RETROSCENA«Se sapeste quante feste ho fatto a casa mia negli anni da giocatore, dove venivano regolarmente anche i genoani. Il bello di Genova è che la gente ti lascia vivere, non c’è pressione, però poi i derby sono sempre meravigliosi».

PAURA DI RETROCEDERE«Scacciate la paura. Con una classifica da sistemare, la chiave è la forza del gruppo. Ho visto la partita di Verona in tv. La squadra ha marcato bene, ma ha pure giocato poco. Nella mia Samp c’erano un paio di teste dure – una era Vierchowod – ma impor- tantissime. Anni favolosi, con un maestro come Boskov. Sapete, se mi volto indietro, non ricordo una volta in cui lui si sia veramente arrabbiato».
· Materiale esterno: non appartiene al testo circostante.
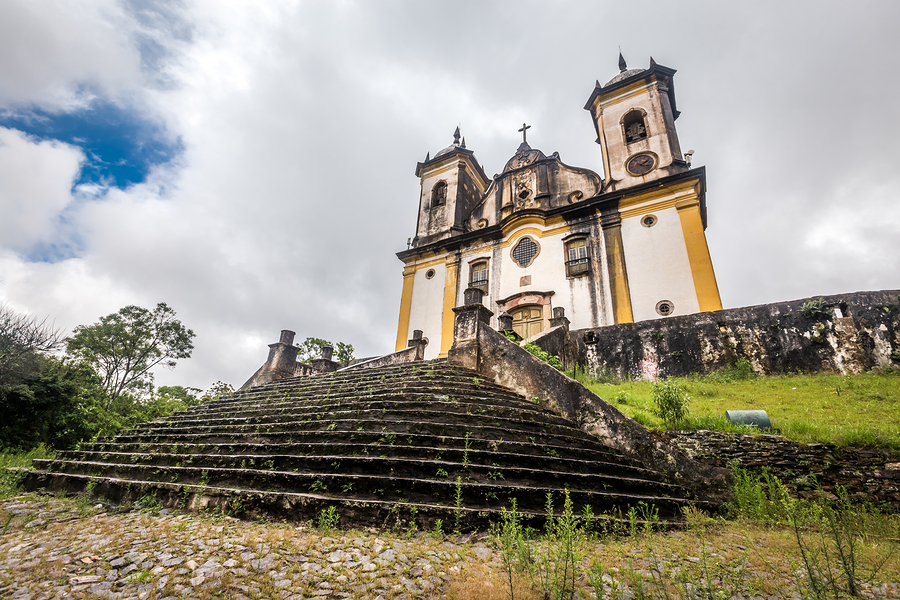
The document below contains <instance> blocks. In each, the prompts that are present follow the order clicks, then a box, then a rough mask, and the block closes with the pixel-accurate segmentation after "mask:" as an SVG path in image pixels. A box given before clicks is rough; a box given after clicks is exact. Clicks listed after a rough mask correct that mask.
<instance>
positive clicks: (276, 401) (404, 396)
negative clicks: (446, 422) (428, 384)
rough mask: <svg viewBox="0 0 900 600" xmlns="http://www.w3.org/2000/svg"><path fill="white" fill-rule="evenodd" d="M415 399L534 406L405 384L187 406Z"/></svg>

RICORDI«Ci volevamo bene. E ce ne vogliamo ancora oggi. C’era un presidente che scherzava. Ci sentivamo forti. Come Vujadin gestiva il gruppo, mai ho visto nessuno. Però quando ci siamo visti a cena l’ultima volta, li ho guardati e posso garantirlo: il più bello resto io».

BARETTO«Un posto da sogno, tenevo aperto sino alle 23, sole, mare e la caipirinha più buona del mondo. Poi, tutti in discoteca. Erano arrivate anche due splendide ragazze dal Brasile. Pensa che una delle due si è persino sposata a Santa Margherita… ma ora testa al campo. Sono fiducioso. Divertitevi. Perché più bello del derby di Genova, non c’è nulla».